Los miembros del equipo de la derecha arrojaron sus garrotes al aire, emitieron gritos de júbilo y se abalanzaron sobre Paneb, que no opuso resistencia. Levantaron trabajosamente al joven coloso y lo llevaron hasta el templo de Hator. Una vez allí, lo ataron a un poste.
Del más joven al más viejo, todos cubrieron de injurias al colérico, ordenándole que no interfiriera en la vida de la aldea o sería molido a palos.
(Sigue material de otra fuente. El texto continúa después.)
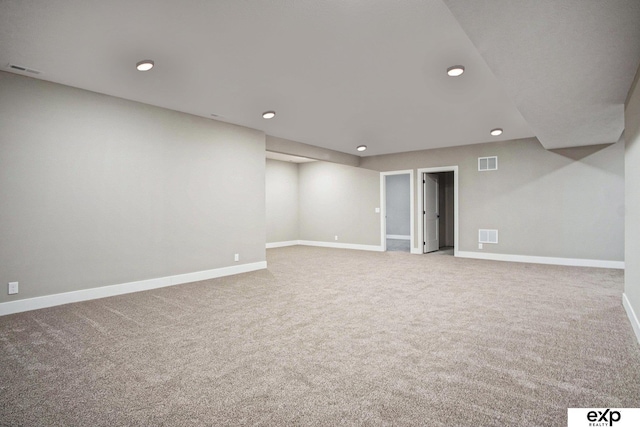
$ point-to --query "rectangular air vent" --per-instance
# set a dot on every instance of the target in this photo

Desde su poco envidiable posición, Paneb el Ardiente asistió a los preparativos del banquete durante el que los canteros y algunas esposas exageraron un poco con el vino. Turquesa no le dirigió ni una sola mirada, Uabet la Pura lo miraba con compasión. Clara y Nefer le dirigieron signos de amistad, y éste le llevó agua fresca varias veces, el único alimento apto para el colérico.
—Podrías haberme dicho que me habían designado… ¡He estado a punto de acabar con la mitad del equipo! ¿Por casualidad ha sido cosa tuya esta estúpida idea?
Pero Silencioso no le respondió.
Condenado a sufrir su posición de chivo expiatorio, Paneb aceptó su castigo pacientemente, aunque el hambre, aguzada por la visión de suculentos manjares, le retorciera el estómago. Quienes creían que iba a debilitarse con esa nueva prueba se iban a quedar con un palmo de narices.
Cuando la aparición de la estrella Sothis permitió a la mujer sabia proclamar el nacimiento del año nuevo, marcado por las lágrimas de Isis que producían la crecida, el jefe de equipo desató a Paneb.
Mientras el colérico se frotaba las muñecas, Neb el Cumplido le propinó un violento puñetazo en la espalda, entre los omóplatos.
—El oído de tu conciencia se ha abierto, Ardiente. Ahora comenzaremos a trabajar duro.